As I awoke one morning from uneasy dreams, I found myself transformed in my bed into some indescribable, alien creature. I tried to put a name to my new exoskeleton—the unfamiliar gains developed from single handedly carrying Lawrenceville’s campus culture on my back; the murky, caffeinated buzz in my head; and the sudden instinct to carry a JBL speaker across campus.
Eureka. I had emerged from my summer cocoon of TV show-binges and college essay procrastination as an entirely new species. A senior.
Just last night, I had been “normal”—at least in the eyes of the freshmen who parade the Bowl with unfounded confidence, the poor sophomores and juniors who line themselves up along the Circle and Crescent, and even the teachers who had side-eyed me for wearing a graphic tee to class.

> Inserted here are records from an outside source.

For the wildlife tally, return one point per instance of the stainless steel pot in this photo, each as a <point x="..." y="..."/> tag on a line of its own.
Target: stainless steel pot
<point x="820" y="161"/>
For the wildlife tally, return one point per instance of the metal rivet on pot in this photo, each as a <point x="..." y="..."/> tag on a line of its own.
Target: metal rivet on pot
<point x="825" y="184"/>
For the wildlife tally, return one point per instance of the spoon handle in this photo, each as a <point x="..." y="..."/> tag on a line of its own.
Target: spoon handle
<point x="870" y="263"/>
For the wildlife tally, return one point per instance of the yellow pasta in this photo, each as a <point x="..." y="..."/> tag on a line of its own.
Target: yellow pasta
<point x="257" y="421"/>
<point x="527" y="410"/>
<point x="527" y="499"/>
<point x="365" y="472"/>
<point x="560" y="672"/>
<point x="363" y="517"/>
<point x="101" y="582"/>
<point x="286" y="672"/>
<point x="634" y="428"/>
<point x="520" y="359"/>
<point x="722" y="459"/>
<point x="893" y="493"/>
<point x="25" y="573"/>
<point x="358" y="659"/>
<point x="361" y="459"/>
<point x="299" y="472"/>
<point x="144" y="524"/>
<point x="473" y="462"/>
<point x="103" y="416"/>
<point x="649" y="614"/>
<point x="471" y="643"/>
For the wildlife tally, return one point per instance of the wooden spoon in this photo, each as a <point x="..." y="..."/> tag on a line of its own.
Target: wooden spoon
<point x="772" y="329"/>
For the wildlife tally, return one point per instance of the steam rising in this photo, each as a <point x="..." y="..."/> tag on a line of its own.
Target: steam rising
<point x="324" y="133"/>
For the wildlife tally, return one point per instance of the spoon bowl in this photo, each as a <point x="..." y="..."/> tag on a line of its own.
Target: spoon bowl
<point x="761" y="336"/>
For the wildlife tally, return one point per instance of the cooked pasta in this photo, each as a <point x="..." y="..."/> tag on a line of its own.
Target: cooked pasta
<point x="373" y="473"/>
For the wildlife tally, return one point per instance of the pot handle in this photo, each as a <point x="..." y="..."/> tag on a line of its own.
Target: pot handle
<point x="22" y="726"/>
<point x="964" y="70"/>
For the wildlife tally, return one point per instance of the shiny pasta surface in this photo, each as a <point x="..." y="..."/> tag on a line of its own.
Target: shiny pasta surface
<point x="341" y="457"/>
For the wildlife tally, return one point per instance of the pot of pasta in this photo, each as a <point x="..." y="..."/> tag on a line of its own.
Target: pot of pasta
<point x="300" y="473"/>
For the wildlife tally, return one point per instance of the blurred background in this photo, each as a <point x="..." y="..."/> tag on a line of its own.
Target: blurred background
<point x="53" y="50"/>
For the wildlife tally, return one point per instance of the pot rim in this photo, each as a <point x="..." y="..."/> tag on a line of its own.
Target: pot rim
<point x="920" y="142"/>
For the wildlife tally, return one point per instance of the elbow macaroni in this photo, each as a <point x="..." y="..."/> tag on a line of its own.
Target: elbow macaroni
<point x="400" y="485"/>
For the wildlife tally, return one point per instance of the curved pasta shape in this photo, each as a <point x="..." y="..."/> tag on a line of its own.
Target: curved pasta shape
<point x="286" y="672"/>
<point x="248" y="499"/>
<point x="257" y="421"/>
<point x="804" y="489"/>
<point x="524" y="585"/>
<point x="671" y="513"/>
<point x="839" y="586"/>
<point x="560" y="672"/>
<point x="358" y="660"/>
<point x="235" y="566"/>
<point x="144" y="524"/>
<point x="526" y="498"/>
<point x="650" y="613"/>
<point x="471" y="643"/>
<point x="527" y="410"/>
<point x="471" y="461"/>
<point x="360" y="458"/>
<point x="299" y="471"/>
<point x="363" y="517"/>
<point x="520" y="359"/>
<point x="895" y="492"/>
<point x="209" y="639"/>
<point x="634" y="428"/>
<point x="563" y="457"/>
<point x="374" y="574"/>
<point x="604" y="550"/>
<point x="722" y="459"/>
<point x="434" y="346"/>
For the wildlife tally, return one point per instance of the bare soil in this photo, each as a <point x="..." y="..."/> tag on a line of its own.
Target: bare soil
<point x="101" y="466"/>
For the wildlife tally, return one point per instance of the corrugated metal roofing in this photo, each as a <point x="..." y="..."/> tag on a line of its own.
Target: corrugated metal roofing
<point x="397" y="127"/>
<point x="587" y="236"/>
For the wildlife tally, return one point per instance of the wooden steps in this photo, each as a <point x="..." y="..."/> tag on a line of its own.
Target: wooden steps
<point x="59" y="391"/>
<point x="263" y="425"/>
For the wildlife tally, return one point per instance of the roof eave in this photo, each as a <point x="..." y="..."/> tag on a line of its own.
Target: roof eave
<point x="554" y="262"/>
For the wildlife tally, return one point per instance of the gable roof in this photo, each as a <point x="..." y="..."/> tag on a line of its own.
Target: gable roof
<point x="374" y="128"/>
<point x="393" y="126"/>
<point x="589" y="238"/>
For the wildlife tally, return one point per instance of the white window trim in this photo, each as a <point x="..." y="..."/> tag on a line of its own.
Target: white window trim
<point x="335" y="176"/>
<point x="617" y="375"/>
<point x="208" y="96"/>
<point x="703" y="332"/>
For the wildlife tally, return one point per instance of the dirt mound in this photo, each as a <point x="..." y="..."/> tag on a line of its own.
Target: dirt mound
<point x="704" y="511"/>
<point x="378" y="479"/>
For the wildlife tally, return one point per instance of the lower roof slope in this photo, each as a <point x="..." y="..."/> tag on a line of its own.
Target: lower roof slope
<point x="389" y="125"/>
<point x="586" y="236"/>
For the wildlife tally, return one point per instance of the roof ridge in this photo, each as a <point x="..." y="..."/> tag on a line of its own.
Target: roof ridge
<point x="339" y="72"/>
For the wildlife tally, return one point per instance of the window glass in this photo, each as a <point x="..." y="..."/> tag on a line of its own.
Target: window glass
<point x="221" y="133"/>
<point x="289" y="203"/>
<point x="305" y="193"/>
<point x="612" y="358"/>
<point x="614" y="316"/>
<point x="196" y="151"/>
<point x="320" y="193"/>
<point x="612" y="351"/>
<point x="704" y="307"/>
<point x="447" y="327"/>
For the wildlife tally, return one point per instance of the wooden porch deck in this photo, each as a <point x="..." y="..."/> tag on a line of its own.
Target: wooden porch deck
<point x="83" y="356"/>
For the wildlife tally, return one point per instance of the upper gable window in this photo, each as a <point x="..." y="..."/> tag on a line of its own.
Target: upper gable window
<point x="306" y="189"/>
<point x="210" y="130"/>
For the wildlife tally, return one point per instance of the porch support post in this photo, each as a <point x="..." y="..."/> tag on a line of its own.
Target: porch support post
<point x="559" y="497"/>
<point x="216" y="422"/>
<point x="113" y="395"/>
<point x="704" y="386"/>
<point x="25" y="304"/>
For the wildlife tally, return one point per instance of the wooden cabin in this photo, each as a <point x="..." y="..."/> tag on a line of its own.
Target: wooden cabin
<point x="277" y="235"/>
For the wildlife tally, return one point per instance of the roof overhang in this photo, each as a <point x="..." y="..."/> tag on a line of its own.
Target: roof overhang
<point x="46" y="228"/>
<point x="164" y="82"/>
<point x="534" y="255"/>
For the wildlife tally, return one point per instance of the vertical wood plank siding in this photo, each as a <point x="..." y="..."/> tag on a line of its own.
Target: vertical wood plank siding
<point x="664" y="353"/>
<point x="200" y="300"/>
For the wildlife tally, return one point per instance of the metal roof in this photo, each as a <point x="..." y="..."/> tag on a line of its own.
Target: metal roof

Just last night, I was like everyone else: I sped-read my summer reading books 24 hours before classes, tried on five different dresses in front of my mirror to find the perfect floral fit, and repeatedly looked over class directories in hopes that a friend’s picture would suddenly appear amongst a sea of unfamiliar post-graduates.
I had gotten ready for bed, turned off my lights, and closed my eyes just like any other Lawrentian.
Yet this very morning, the morning of my first day of school, I felt something different. I felt something only a senior would feel. Or, at least, what I think a senior would feel. Despite the monotony of it all—the regular tiredness that pooled in my dull eyes, the familiar sense of wanting to lunge back under the covers, and even the known dread of a Monday schedule––a sudden, foreign urge to say “last first” began to rise up in my throat.
Last first day of school.
Last first brushing of my teeth before I go to my last first day of school.
Last first slipping on my shoes before I head off to the last first period of my last first day of school.
Finally, at my behest, I could attend all the classes I’d desperately begged to be switched into—lawyer roleplay, ukulele-building, radically loving. There’s nothing I’d rather do than discuss the impact of male gaze on baseball poetry. Virtu or virtue? To be or not to be? Can I somehow jam in the phrase “poststructuralist objective correlative dichotomy” into every essay I write? These were the questions I’d spent four years waiting to pursue.
As I exited my last first last period of the day, I strutted confidently towards V Form housing––a safe haven from the loud chattering of underformers, the only thing that could possibly excite me more than uncovering the aforementioned academic mysteries in Woods Memorial Hall or the Kirby Math and Science Center. As I walked past the Bowl, I felt the urge to smirk down upon the throngs of freshmen developing friend groups that would inevitably disintegrate at the end of the week—that is, until I was stopped in my tracks by a shocking greeting.
“HI FRESHIE!” Five small heads, not yet weathered by the trials and tribulations of ICAPS, swiveled towards me. My worst nightmare had occurred. I had been mistaken for the lowliest category of Lawrentian: a freshman.
I took a deep breath and steeled my resolve: this would be my last first time being mistaken for a freshman. Such a transgression could never occur again under my watch. From this day on, I would assert my top-dawg dominance everywhere I walked, Starbucks cold brew and Statistics textbook in-hand. So I stared them right back in the eyes as I strutted my way towards the gilded halls of the Abbott Dining Room.
That concludes my last first day of senior year––a culmination of the triumphs and defeats, the epic highs and lows of 12th grade. As I happily eat my dinner in my straight-backed, hardy oak chair, surrounded by other strange senior creatures like myself, I can’t help but hope. Hope that—oh, never mind. I’ll save that for another Harkness.